PETER COTTICELLI

Lo vedi questo sguardo? E' di rassegnazione? No. Di angoscia? Nemmeno. E' di rabbia? Quasi. E' di incomprensione. La gente non mi capisce. Io non capisco la gente. Cammino fra la gente. Calpesto lo stesso suolo di tutte quelle mamme, bambini, vecchi e decrepiti che infestano la città. Eppure, mi sembra di essere lontano. Anni luce. Così lontano da non sentire nemmeno quello che dicono, passeggiando per la strada.

Sono distante. Vivo in una bolla che scorre attorno alle altre, ormai come un rifugio sacro. Un simulacro di quello che ero o che vorrei essere. Non ho mai compreso bene che diavolo io abbia in testa. So che c'è qualcosa che non torna. Qualcosa che crea conflitto. Un dramma. Una dimenticanza della natura.

Eppure esisto. Sono qui. Giorno dopo giorno. Pensi che mi stia confessando? E se, invece, foste voi a confessarmi tutto quanto? Anzi, ad ammetterlo, tacitamente. Io non vi posso sentire. Silenzio assenso? Possibile. La cosa dovrebbe lasciarvi come minimo sgomenti se non atterriti.

Forse lo ammetterò mai ma mi piace. Mi piace la sensazione di straniamento che alcuni provano nell'incontrarmi. Mi infonde fiducia. Non nel prossimo, per carità. Per quello non ho speranze. Ma in me. Nelle mie capacità. Mi sono fatto strada da solo, in tutti questi anni. Con forza. Con violenza, forse.
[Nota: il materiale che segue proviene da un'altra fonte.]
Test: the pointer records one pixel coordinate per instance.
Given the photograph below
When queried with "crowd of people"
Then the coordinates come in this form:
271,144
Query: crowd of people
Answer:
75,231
Anzi, decisamente. E' ora che lo ammetta.

Mi guardo attorno e vedo solo pioggia. Qualcosa che ho dentro, da sempre. Una pioggia battente che smeriglia il mio ego. Qualcosa non va, in me. Anche se non so cos'è. O cosa possa essere. Sono taciturno ma per scelta, non per indole. La mia vera natura è un'altra. Ma è celata al mondo. A cominciare da me stesso.